Preferred provider organization (PPO) plans
This allows more freedom in the way of access to other providers. PPO plans can cover the cost if you are not using network services.
Point Of Service
This means you can choose a PPO or an HMO every time you need care. This is the most adaptable example.
Every insurance plan that is sold will encompass basic coverage for each health care category, but each plan will differ as to how much coverage they pay and their particular premium.
Private insurance plans usually come in four kinds, bronze, silver, gold, and platinum.

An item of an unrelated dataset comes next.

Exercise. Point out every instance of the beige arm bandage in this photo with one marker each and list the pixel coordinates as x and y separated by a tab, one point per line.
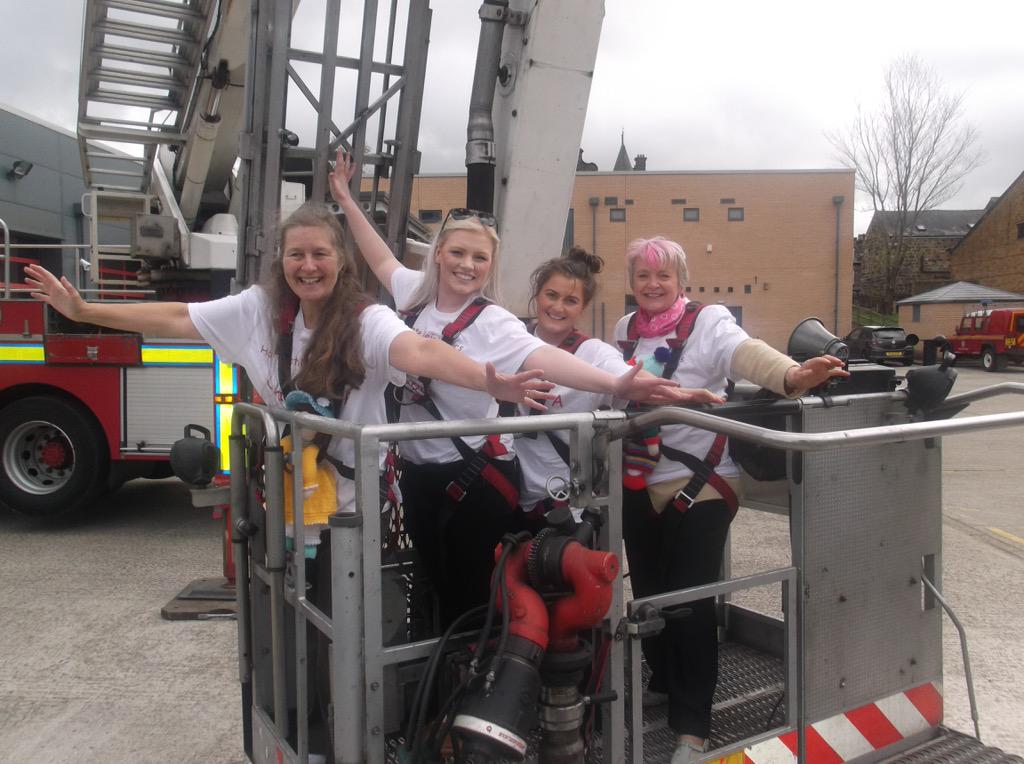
759	363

Bronze plans have the lowest premiums every month, but they only tend to pay for around 60% of the necessary costs.
Silver plans have higher premiums every month, but these pay around 70% off the treatment costs.
Gold plans have greater monthly premiums than silver, but these cover around 80% of the necessary costs.
Platinum plans will have the greatest monthly premiums and can pay for around 90% of the treatment costs.
Medicaid is an insurance funded by government funds.
This will allow low-income households to access health care. The level of income required to access Medicaid coverage depends on how states define poverty.
The coverage usually includes:
- Outpatient and inpatient hospital services
- Mental health facilities, which also cover substance disorder treatment
- Physician assistance
- Home health assistance
- Medical transportation facilities
Medicaid won’t work for most people as the majority of US citizens won’t qualify for receiving Medicaid in the first place.
Another factor is that a lot of quality treatment providers won’t accept Medicaid funding, which would reduce your number of provider options again.
The Bottom Line: Which Insurance Is Best?
The best insurance for you may not be able to help someone else in the same way.
However, people with chronic conditions such as substance abuse may choose a more advanced plan that covers most of the costs.
Insurance companies cannot deny health coverage if you had a pre-existing medical condition before joining the plan.
Before you sign a contract, think about how much you can afford each month, which insurance policy is best for you, and which provider you prefer.